Il velo per le donne in Chiesa? Meglio di sì!
Il velo muliebre: origine e significato
E’ congeniale il velo della sposa alle parole dell’Angelo a Maria: “su te stenderà la Sua ombra la potenza dell’Altissimo” e – perché no? – lo stesso significato potrebbe avere il velo muliebre (che vediamo confermato dalle parole dell’articolo a seguire: la donna rappresenta l’umanità-sposa), a prescindere, forse, dalle ragioni di modestia e di distogliere durante le celebrazioni l’attenzione dalle pettinature elaborate e ornate di un tempo…. a ricordarci come “tutto è vanità..”.
Anche nel matrimonio ebraico c’è qualcosa di simile a quello delle chiese orientali: quasi in conclusione del rito si apre l’Aron (l’armadio sacro, il Sancta Sanctorum) e dinanzi ai rotoli della Torah il Rabbino copre con il suo Talleth (lo scialle della preghiera, le cui frange -ai quattro angoli- ricordano il Nome di Dio) il capo degli sposi pronunciando la benedizione.
Comunque è più di un simbolo, se ne comprendessimo il valore, che purtroppo si è perso, e se reintrodotto aiuterebbe le Donne stesse, oggi, a vivere con più coscienza la propria adesione al Cristo-Dio-Sposo fedele della Chiesa… è bene puntare soprattutto al recupero della ‘sostanza‘: il Sacrificio della Messa (da cui solo scaturisce la mensa escatologica e la lode e la gratitudine), la grandezza del mistero, la sacralità, la solennità e tutti i significati profondi che ogni momento della celebrazione antica possiede, durante la quale, quel “capo coperto” è una testimonianza tangibile di profonda umiltà, nel riconoscere LA DIVINA PRESENZA, davanti alla quale “ci si copre”! Si pensi infine al significato del “vestire a festa”. Sarebbe il caso di studiare anche la simbologia delle nozze; nelle liturgie orientali è la coppia (maschio e femmina) ad essere avvolta dal velo: simbolizzando la Chiesa domestica, come quella universale deve essere “Sposa di Cristo”.
La donna deve portare sul capo il segno dell’autorità di Cristo sulla natura umana
di Don Alfredo Maria Morselli
Perché S. Paolo consiglia alle donne di tenere il capo coperto durante le azioni liturgiche?
Il Codice di Diritto Canonico del 1917 prescriveva alle donne di tenere il capo coperto in Chiesa, soprattutto al momento della Santa Comunione [1]. Nel nuovo Codice non c’è traccia di questa disposizione e ormai questa antica e venerabile usanza è caduta nel dimenticatoio; eppure essa era fondata su una disposizione dello stesso Apostolo San Paolo.
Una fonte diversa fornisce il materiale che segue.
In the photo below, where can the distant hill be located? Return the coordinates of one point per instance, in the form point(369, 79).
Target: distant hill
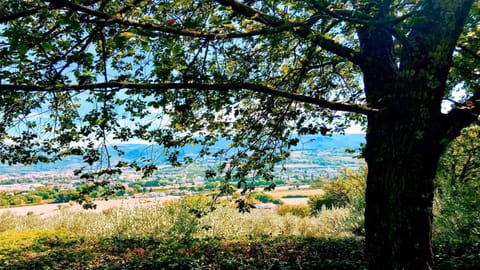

Ma, tra l’esegesi razionalista moderna, che tende a storicizzare tutte le disposizioni particolari (“roba d’altri tempi…”), e il famigerato luogo comune per cui “l’uomo di oggi” non sarebbe più in grado di capire certe cose, anche la consuetudine, per le donne, di coprire il capo in chiesa, è andata perduta.
Per non parlare poi di molte suore, che, un tempo ben vestite (chi non ricorda i cappelloni delle Figlie della Carità di San Vincenzo de’ Paoli?), oggi espongono il ciuffo, per andar di pari passo con chi ha gettato tonaca e coletto bianco alle ortiche (e qui, visti i magrissimi risultati estetici, avendo tolto il velo, c’è assai spesso da stenderne subito un altro, questa volta pietoso, come si suol dire).
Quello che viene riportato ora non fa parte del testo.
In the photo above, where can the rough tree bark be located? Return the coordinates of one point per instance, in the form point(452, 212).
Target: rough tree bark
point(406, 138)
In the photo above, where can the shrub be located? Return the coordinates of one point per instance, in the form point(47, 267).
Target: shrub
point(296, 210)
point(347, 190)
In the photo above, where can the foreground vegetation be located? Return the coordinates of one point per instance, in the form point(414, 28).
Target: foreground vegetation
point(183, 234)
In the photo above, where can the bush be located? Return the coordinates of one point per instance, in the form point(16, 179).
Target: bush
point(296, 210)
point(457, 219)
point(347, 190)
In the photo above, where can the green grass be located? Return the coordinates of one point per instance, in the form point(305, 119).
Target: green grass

Ma guai se ci limitassimo a rimpiangere i tesori che ci hanno scippato: dobbiamo cercare, con l’aiuto della Vergine Santa, anche per questo caso, le ragioni della Tradizione: e allora leggiamo le parole dell’Apostolo, e vediamo come alcuni Padri della Chiesa le hanno interpretate.
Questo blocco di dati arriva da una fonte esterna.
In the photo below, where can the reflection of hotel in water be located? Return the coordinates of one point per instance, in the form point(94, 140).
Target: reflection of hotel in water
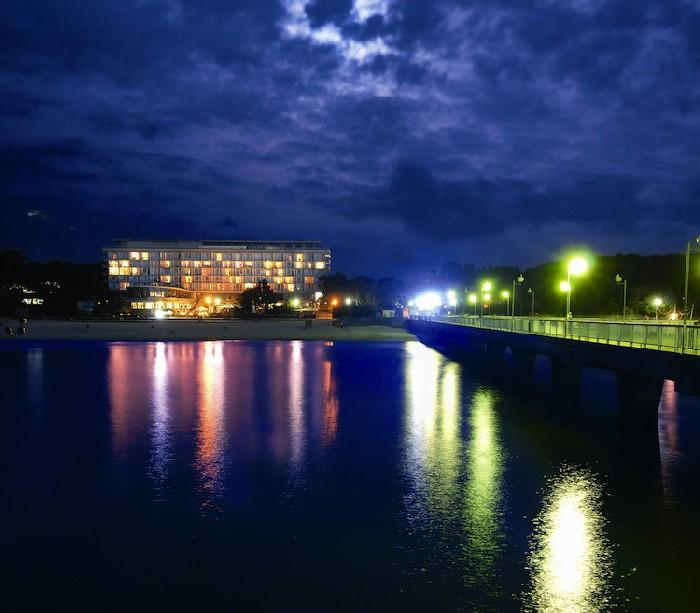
point(214, 389)
point(214, 268)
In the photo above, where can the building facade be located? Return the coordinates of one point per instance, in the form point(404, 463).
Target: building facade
point(220, 268)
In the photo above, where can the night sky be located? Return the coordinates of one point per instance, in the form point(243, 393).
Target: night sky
point(403, 134)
- L’unica pagina biblica è questa di san Paolo 1Corinzi: [11,3] “Voglio però che sappiate che di ogni uomo il capo è Cristo, e capo della donna è l’uomo, e capo di Cristo è Dio. [4] Ogni uomo che prega o profetizza con il capo coperto, manca di riguardo al proprio capo. [5] Ma ogni donna che prega o profetizza senza velo sul capo, manca di riguardo al proprio capo, poiché è lo stesso che se fosse rasata. [6] Se dunque una donna non vuol mettersi il velo, si tagli anche i capelli! Ma se è vergogna per una donna tagliarsi i capelli o radersi, allora si copra.[7] L’uomo non deve coprirsi il capo, poiché egli è immagine e gloria di Dio; la donna invece è gloria dell’uomo. [8] E infatti non l’uomo deriva dalla donna, ma la donna dall’uomo; [9] né l’uomo fu creato per la donna, ma la donna per l’uomo. [10]Per questo la donna deve portare sul capo un segno della sua dipendenza a motivo degli angeli. [11] Tuttavia, nel Signore, né la donna è senza l’uomo, né l’uomo è senza la donna; [12] come infatti la donna deriva dall’uomo, così l’uomo ha vita dalla donna; tutto poi proviene da Dio. [13] Giudicate voi stessi: è conveniente che una donna faccia preghiera a Dio col capo scoperto? [14] Non è forse la natura stessa a insegnarci che è indecoroso per l’uomo lasciarsi crescere i capelli, [15] mentre è una gloria per la donna lasciarseli crescere? La chioma le è stata data a guisa di velo. [16] Se poi qualcuno ha il gusto della contestazione, noi non abbiamo questa consuetudine e neanche le Chiese di Dio”.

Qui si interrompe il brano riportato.